REPUBLIKA.CO.ID, JAKARTA -- Menteri Dalam Negeri (Mendagri), Tjahjo Kumolo, mengatakan potensi terjadinya politik uang bisa terjadi di semua daerah penyelenggara Pilkada 2018. Politik uang disebut sebagai kejahatan demokrasi yang luar biasa.
"Semua daerah penyelenggara Pilkada berpotensi terjadi politik uang. Apalagi nanti tahapan Pilkada berlangsung di tengah bulan Ramadhan dan juga Idul Fitri," ujar Tjahjo usai pertemuan dengan Bawaslu di Kantor Bawaslu, Thamrin, Jakarta Pusat, Selasa (9/1) sore.
Tjahjo mengakui jika politik uang sulit dihindari tetapi harus dilawan. Dia menegaskan semua calon kepala daerah perlu ditindak dengan sanksi yang tegas jika cukup alat bukti melakukan politik uang. "Harus disanksi tegas ya soal politik uang ini. Termasuk juga bagi Aparatur Sipil Negara (ASN) yang terlibat tindakan ini. Kami sudah ada surat resmi dari Kementerian Pemberdayaan Aparatur Negara dan Reformasi Birokrasi soal penindakan pelanggaran oleh ASN dalam Pilkada," tegas Tjahjo.

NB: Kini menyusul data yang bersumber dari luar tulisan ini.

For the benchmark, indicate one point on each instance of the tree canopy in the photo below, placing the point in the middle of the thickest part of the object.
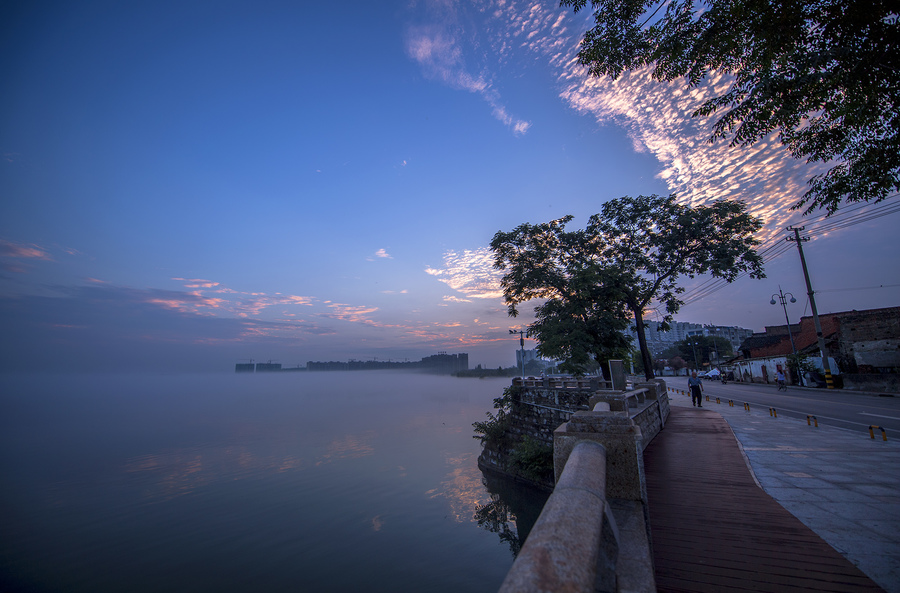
(824, 74)
(630, 254)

Sementara itu, Ketua Bawaslu, Abhan, menyebut bahwa politik uang adalah kejahatan demokrasi yang luar biasa. "Politik uang adalah embrio korupsi. Karena itu kami perlu komitmen seluruh elemen masyarakat untuk menindaknya. Politik uang harus kita tolak," kata Abhan.
Dia juga mengingatkan potensi politik uang dalam bentuk 'serangan fajar' kepada masyarakat mendekati hari H pemungutan suara Pilkada 2018. Jika hal itu dilakukan, dan terbukti berlangsung secara sistematis, masif dan terstruktur maka calon kepala daerah bisa dikenai sanksi diskualifikasi.
"Kami akan memproses secara administrasi dahulu, kemudian dibuktikan. Penindakan ini bisa untuk kasus yang terjadi hingga hari H pemungutan suara. Kami akan memproses dalam waktu 14 hari, " tambahnya.